RBI has increased rates by 25bps in its recent policy meeting; GS ECS’s view
that the bar for the RBI to hike again is pretty high and they expect a 100bps
correction in FY13.
2. Banks indicated muted credit growth, but robust deposits growth with
a moderating CASA. Credit demand from green-field and new projects have
slowed considerably. Select companies are still seeing healthy growth in
retail loans even as they gain market share; mortgage loans weaker in NCR
& Mumbai; but growth is still strong in the South.
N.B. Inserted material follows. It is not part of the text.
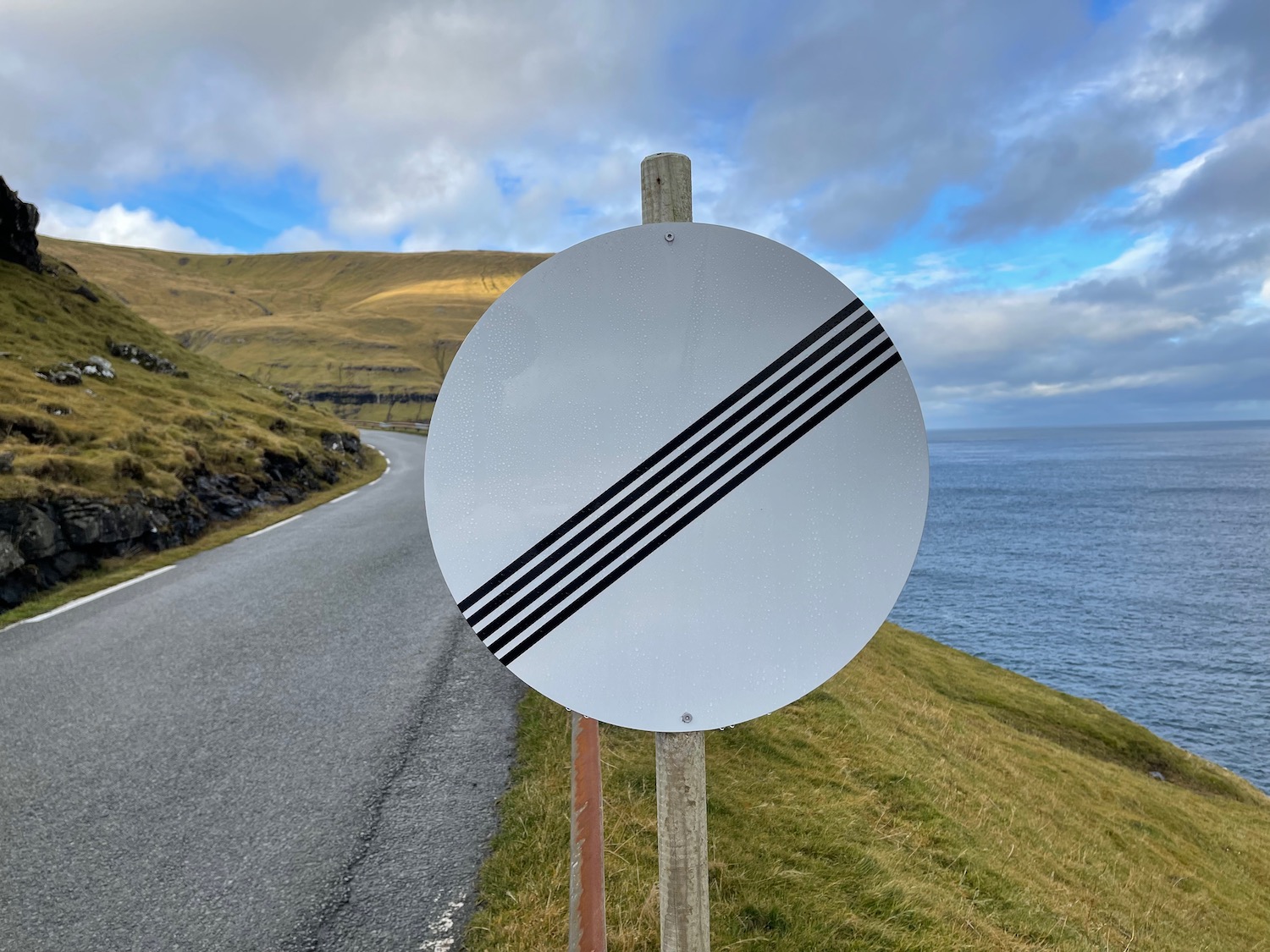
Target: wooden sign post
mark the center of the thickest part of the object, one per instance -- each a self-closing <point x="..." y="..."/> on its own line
<point x="587" y="932"/>
<point x="683" y="888"/>
<point x="653" y="451"/>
3. Most banks comfortable on margin, expect a narrow range going
forward, likely higher in 2H if rates stabilize. We believe this could decline
again initially as rates reverse.
4. No negative surprises from asset quality so far, but banks sounded
cautious on asset qulity though any increase should be manageable. NPLs
in retail are at an all-time low for select private banks. PSU banks’ have
largely moved to system based NPL recognition leading to an NPL up-tick
over the last 3 qtrs. Some more pain likely in the form of higher provisions
and lower margins, as banks complete this process by Sept 2011 (including
less than Rs1m portfolio). Concerns on SEB’s financing and fuel supply
issues in the power sector remain, but no defaults/restructuring in the
system so far; however IBA asked SEB’s to periodically review the tariffs to
be able to receive further credit from banks.
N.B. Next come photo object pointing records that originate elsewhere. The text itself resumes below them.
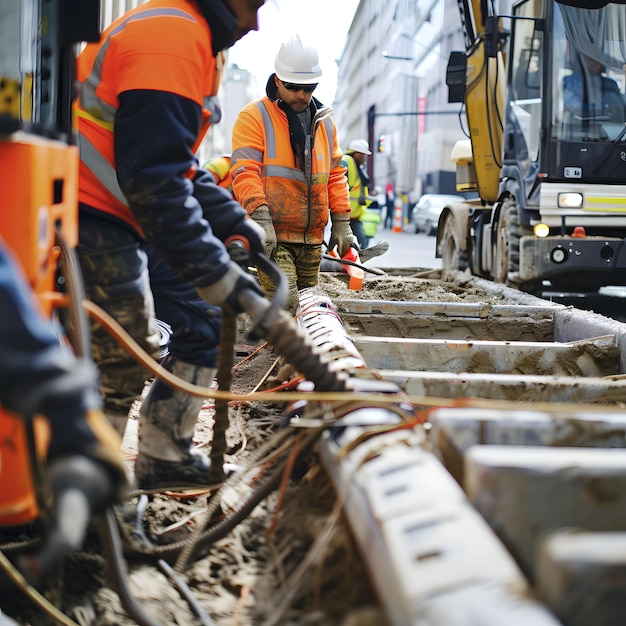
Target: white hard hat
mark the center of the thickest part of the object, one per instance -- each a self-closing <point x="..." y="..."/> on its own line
<point x="297" y="62"/>
<point x="359" y="145"/>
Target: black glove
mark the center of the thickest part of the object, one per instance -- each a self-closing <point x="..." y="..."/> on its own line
<point x="225" y="292"/>
<point x="253" y="232"/>
<point x="340" y="233"/>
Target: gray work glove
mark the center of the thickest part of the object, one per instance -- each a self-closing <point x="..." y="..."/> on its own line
<point x="225" y="292"/>
<point x="340" y="233"/>
<point x="261" y="215"/>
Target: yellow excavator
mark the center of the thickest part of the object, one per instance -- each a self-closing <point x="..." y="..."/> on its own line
<point x="543" y="83"/>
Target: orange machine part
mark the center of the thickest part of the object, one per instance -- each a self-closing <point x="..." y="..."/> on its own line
<point x="18" y="494"/>
<point x="39" y="186"/>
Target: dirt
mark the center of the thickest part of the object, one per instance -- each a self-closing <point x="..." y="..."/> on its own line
<point x="271" y="567"/>
<point x="250" y="576"/>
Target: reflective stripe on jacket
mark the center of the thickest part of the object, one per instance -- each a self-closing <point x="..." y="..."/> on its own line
<point x="220" y="169"/>
<point x="264" y="172"/>
<point x="139" y="51"/>
<point x="357" y="192"/>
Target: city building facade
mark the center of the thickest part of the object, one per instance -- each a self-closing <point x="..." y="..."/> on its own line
<point x="392" y="90"/>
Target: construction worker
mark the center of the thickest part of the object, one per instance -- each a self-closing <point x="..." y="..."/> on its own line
<point x="287" y="172"/>
<point x="358" y="181"/>
<point x="41" y="378"/>
<point x="220" y="169"/>
<point x="152" y="223"/>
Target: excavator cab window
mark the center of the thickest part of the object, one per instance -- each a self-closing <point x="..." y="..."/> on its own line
<point x="526" y="73"/>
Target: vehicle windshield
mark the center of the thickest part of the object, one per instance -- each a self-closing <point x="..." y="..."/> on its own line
<point x="589" y="60"/>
5. PSU banks put emphasis on improving HR practices; recruitment necessary
to meet the shortfall in manpower in coming years. MoF indicated possible
implementation of Khandelwal Committee recommendations.
GS View. While asset quality pressures loom large, these would be
manageable, and credit growth could moderate to 17%-18% from the 22%
reported in FY11, but not likely to collapse. However, the sharp correction in
stock prices reflects over-pessimism and does provide an entry point for longterm investors. We remain positive on private banks and reiterate our Buy rating
on IndusInd Bank (on CL), Yes Bank, ICICI Bank, Axis Bank; PSUs: BoB and PNB.